Geopolítica: o vírus letal e o declínio do império americano


O que sobe tem que cair. Inevitavelmente. E o vírus da concentração de riqueza nas mãos de 1% inevitavelmente é letal. Para ‘eles’, naturalmente

Márcia Denser, Congresso em Foco

Um minucioso, lúcido e irrefutável artigo de Noam Chomsky para a Al Jazeera (vinculado pela Carta Maior na última terça-feira) colocando numa perspectiva, no mínimo, realista (pra não dizer brutal) razões, motivações e fatos que conduzem a um raciocínio sobre o declínio real dos EUA nos últimos anos, merece, a meu ver, ser aqui parcialmente reproduzido: fonte tão boa e honesta o leitor mundial não terá outra, isso ele pode apostar.

Exemplo lapidar do que se está afirmando sobre a ausência absoluta de confiabilidade da mídia é um diálogo do hacker Justin Long com Bruce Willis no filme Duro de Matar 4.0 (2007): quando BW liga o rádio, sintonizando as notícias para saber o que está acontecendo,o jovem lhe ri na cara e dispara: “Você ainda acredita no que diz a mídia coorporativa, vovô?(e isto implica toda a mídia do planeta). Há muito, nós, jovens, não a ouvimos. Ela só presta pra duas coisas: infundir medo na população e nos fazer consumir cada vez mais besteiras que não precisamos!”. 

Síntese admirável, não?

Voltando a Chomsky. Este afirma que, há algum tempo, os Estados Unidos entraram numa nova fase: a do declínio auto-infligido. Desde os anos 70, ocorrem mudanças significativas na economia dos EUA à medida que estrategistas – estatais e do setor privado – passaram a conduzi-la para a financeirização e à exportação de plantas industriais. Essas decisões deram início ao círculo vicioso no qual a riqueza e o poder político se tornaram altamente concentrados, os salários dos trabalhadores se estagnaram e a carga de trabalho aumentou, bem como o endividamento das famílias.

No item “Perdendo a China e o Vietnã”, ele observa que, olhando de perto o declínio americano, a China joga um grande papel nele, como já o fazia há 60 anos, uma vez que o declínio não é um fenômeno recente. Ele remonta ao fim da Segunda Guerra Mundial, quando os EUA possuíam a metade da riqueza do mundo, dispondo de níveis globais de segurança incomparáveis. E os estrategistas políticos estavam conscientes dessa enorme disparidade de poder e pretendiam mantê-la assim.

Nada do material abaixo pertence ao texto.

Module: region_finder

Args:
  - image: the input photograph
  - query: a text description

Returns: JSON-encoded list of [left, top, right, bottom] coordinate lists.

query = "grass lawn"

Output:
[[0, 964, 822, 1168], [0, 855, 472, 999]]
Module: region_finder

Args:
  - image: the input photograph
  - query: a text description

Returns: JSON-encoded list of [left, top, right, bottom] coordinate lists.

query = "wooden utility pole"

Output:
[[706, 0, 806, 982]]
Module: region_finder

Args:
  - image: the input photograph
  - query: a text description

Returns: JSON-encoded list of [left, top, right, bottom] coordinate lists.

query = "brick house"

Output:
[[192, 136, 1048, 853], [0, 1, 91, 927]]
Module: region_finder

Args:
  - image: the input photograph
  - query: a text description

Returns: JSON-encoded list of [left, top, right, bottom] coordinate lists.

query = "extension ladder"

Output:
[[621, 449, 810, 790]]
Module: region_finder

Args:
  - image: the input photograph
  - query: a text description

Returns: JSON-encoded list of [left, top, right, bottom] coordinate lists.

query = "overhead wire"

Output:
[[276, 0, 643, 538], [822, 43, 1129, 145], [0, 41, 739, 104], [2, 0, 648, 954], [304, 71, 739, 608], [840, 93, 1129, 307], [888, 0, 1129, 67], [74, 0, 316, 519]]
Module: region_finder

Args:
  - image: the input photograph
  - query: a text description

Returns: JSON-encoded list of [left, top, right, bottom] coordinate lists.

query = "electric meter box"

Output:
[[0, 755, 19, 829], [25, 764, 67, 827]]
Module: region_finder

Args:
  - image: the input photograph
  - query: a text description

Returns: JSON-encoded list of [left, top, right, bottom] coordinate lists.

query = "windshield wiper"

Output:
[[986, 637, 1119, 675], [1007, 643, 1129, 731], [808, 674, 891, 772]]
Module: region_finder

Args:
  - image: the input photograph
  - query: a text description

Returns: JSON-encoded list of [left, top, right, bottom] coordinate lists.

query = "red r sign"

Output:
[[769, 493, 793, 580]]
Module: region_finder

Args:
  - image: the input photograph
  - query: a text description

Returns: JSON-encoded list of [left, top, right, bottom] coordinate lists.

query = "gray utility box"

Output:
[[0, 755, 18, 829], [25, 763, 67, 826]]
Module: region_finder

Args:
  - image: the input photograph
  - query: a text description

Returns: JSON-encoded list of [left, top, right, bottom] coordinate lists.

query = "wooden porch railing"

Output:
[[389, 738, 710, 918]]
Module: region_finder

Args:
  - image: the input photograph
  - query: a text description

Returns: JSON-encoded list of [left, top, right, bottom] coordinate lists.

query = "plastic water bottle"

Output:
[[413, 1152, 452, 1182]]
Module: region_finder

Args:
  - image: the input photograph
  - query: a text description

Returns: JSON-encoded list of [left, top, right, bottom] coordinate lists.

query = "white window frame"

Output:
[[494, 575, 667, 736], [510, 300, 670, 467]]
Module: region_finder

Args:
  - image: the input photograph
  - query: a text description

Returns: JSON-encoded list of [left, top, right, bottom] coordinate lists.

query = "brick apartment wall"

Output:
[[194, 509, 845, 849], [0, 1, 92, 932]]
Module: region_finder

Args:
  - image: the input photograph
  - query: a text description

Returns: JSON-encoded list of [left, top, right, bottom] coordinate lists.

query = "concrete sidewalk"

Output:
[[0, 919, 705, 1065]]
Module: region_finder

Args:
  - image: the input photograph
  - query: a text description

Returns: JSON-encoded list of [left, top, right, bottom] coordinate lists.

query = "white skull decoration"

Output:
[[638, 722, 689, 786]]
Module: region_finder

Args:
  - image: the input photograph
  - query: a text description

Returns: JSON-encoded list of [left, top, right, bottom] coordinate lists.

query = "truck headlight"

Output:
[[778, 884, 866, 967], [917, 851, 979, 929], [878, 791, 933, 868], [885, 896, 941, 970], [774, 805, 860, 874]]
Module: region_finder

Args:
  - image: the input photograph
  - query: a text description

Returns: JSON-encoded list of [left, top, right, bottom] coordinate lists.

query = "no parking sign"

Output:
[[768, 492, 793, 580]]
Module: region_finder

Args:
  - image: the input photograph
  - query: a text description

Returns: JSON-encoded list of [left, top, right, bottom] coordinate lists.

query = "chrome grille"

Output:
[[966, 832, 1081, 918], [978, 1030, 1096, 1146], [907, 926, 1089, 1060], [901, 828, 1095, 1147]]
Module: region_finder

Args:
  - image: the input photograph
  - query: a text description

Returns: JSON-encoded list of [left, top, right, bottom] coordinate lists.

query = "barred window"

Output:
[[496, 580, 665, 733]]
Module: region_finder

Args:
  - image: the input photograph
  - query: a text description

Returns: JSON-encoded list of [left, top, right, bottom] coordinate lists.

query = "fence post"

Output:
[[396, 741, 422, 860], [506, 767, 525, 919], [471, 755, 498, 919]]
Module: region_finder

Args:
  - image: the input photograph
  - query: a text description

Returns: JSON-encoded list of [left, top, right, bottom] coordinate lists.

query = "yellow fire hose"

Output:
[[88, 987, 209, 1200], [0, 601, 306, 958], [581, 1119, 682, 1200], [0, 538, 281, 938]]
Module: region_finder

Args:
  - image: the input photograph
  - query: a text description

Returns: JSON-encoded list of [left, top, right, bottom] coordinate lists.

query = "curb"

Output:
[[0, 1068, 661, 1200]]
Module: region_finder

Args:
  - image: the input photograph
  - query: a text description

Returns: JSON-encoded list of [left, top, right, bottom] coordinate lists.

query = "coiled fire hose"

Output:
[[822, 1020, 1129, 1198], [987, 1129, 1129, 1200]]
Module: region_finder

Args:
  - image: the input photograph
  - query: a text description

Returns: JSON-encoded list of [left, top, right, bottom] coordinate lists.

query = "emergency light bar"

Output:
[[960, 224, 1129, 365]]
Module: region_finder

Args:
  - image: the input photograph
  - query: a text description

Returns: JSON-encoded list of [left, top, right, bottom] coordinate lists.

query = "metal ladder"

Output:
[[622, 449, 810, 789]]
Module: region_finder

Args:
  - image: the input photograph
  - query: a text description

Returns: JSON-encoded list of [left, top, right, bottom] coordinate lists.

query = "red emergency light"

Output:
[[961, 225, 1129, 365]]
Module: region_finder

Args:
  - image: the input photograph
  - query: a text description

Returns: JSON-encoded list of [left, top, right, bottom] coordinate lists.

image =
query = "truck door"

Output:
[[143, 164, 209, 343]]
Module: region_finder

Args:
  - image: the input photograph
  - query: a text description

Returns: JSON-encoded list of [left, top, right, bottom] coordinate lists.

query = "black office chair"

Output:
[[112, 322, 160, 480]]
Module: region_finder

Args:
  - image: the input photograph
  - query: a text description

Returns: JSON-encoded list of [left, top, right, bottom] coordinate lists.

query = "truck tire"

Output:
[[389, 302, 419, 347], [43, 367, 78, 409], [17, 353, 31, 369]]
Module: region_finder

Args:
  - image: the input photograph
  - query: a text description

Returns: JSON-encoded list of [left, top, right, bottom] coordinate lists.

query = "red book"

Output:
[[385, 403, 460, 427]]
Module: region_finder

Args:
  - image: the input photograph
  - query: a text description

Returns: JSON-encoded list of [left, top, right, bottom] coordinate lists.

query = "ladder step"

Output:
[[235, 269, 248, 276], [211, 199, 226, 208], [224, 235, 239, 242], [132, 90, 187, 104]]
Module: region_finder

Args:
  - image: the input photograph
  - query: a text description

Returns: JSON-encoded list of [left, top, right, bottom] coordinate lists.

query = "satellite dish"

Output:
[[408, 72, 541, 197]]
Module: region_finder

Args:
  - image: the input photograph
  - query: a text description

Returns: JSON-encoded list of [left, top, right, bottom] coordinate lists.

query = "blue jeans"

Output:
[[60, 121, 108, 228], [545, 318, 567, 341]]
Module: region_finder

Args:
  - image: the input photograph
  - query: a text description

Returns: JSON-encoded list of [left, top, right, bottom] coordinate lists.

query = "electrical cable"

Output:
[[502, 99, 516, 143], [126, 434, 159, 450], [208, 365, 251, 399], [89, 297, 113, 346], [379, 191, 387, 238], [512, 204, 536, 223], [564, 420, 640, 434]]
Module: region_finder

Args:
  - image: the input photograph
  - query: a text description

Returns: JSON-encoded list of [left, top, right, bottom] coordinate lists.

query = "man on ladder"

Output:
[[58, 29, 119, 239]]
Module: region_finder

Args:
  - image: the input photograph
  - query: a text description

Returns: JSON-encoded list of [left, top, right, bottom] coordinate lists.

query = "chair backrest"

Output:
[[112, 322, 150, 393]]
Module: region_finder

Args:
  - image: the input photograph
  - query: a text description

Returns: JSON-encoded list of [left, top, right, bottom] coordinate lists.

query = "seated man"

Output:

Citando George Kennan, “um pacifista moderado”, este observa que o objetivo político central era manter a “posição de disparidade” que separava a nossa enorme riqueza da pobreza dos outros. E para alcançar esse objetivo “nós deveríamos parar de falar de objetivos irreais, como direitos humanos, elevação do padrão de vida e a democratização”, e “lidar com conceitos estritos de poder, não limitados por slogans idealistas como altruísmo e o benefício do mundo”. (grifos meus). Kennan estava se referindo especificamente à Ásia, mas as observações dele se generalizaram, com exceções, aos participantes do atual sistema de dominação global dos EUA. Ficou bastante claro que os “slogans idealistas” deveriam ser apresentados sobretudo quando dirigidos aos outros, inclusive às classes intelectualizadas, das quais se esperava que os disseminassem. (novamente grifo meu)

Chomsky: “O plano de Kennan ajudou a formular e a implementar a tomada de controle dos EUA do Hemisfério Oeste, do Extremo Leste e das regiões do ex-império britânico (incluindo os  recursos energéticos do Oriente Médio), e o quanto foi possível da Eurásia, sobretudo seus centros comerciais e industriais. Esses não eram objetivos irreais, dada a distribuição do poder. Mas o declínio foi então definido de vez. Em 1949, a China declarou independência, um evento conhecido no discurso americano como “a perda da China”. A terminologia é reveladora. Só é possível perder o que, em algum momento, se teve. A aceitação implícita, geral, era que os EUA tinham a China por direito, juntamente com a maior parte do resto do mundo.”